Beirut: Syrian troops backed by Russian airpower and allied militias opened a new front today against rebels around second city Aleppo, where Washington claimed up to 2,000 Iran-backed forces were deployed.
The offensive came as Turkey said it had downed a drone of unknown origin that violated its air space close to the Syrian border, and a monitor said the toll in the conflict had risen to more than 250,000 people.
The Aleppo offensive is the fourth that President Bashar al-Assad's regime has launched since Moscow began an air campaign on September 30.
Control of Aleppo city, once the country's economic hub, has been divided between the regime and rebels since mid-2012. There and in the surrounding countryside the front lines have long been static.

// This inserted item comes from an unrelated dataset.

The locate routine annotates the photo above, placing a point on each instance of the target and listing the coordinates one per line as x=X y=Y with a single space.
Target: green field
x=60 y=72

A security source said the operation in southern Aleppo province was backed by Russian strikes and fighters from Iran and Lebanon's Hezbollah militia.
And a US official said as many as 2,000 Iranian and Iran-backed forces were aiding the offensive.
"We are now seeing a coordinated effort between Iran and Russia to assist Assad with fighting opposition groups," the official said.
The joint command for the Aleppo operation said the army had begun operations on the western and southern outskirts of Aleppo "to liberate you from the armed terrorist groups."
The Britain-based Syrian Observatory for Human Rights said the regime had taken control of two villages so far, and that Russian warplanes were pounding two others.
Observatory head Rami Abdel Rahman said Russia had carried out dozens of strikes on the area, which is controlled by a patchwork of rebel groups, including moderates, Islamists and Al-Qaeda affiliate Al-Nusra Front.
The Aleppo fighting comes a day after government forces began an operation north of Homs city, which lies in the centre of the country and is largely under government control.